Xinhao Xiang,Jiawei Zhang
2023-11-07
Abstract:For 3D object detection, both camera and lidar have been demonstrated to be useful sensory devices for providing complementary information about the same scenery with data representations in different modalities, e.g., 2D RGB image vs 3D point cloud. An effective representation learning and fusion of such multi-modal sensor data is necessary and critical for better 3D object detection performance. To solve the problem, in this paper, we will introduce a novel vision transformer-based 3D object detection model, namely FusionViT. Different from the existing 3D object detection approaches, FusionViT is a pure-ViT based framework, which adopts a hierarchical architecture by extending the transformer model to embed both images and point clouds for effective representation learning. Such multi-modal data embedding representations will be further fused together via a fusion vision transformer model prior to feeding the learned features to the object detection head for both detection and localization of the 3D objects in the input scenery. To demonstrate the effectiveness of FusionViT, extensive experiments have been done on real-world traffic object detection benchmark datasets KITTI and Waymo Open. Notably, our FusionViT model can achieve state-of-the-art performance and outperforms not only the existing baseline methods that merely rely on camera images or lidar point clouds, but also the latest multi-modal image-point cloud deep fusion approaches.
Computer Vision and Pattern Recognition
What problem does this paper attempt to address?
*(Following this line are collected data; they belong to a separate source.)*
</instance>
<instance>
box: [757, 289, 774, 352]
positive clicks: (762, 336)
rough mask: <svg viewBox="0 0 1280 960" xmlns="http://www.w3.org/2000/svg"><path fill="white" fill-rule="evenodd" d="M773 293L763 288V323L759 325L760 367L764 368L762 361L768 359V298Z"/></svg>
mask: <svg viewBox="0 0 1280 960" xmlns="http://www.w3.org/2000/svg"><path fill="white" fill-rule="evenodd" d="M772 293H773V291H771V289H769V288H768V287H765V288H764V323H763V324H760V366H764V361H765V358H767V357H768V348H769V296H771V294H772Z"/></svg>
### Problems Addressed by the Paper The paper aims to address the issue of 3D object detection in autonomous driving. Specifically, it explores how to effectively fuse multimodal information from camera images and LiDAR point cloud data to improve the performance of 3D object detection. **The main contributions are as follows:** 1. **Proposed a 3D object detection framework based on a pure Vision Transformer (ViT)**: The model, named FusionViT, can effectively fuse image and point cloud data to achieve higher detection accuracy. 2. **Designed a hierarchical structure**: By segmenting images into mini-patches and point clouds into mini-cubics, CameraViT and LidarViT are introduced to learn the embedded representations of the input data. 3. **Proposed the MixViT component**: Used to fuse the representations learned by CameraViT and LidarViT, further conducting multi-level representation learning. 4. **Conducted extensive experiments on the Waymo Open Dataset and KITTI benchmark datasets**: FusionViT outperformed various existing methods on these datasets, demonstrating the potential of the pure ViT framework in future 3D object detection tasks. Through the above methods, the paper addresses the issue of single-modal data being insufficient to fully describe complex scenes and demonstrates robustness and efficiency in traffic scenarios.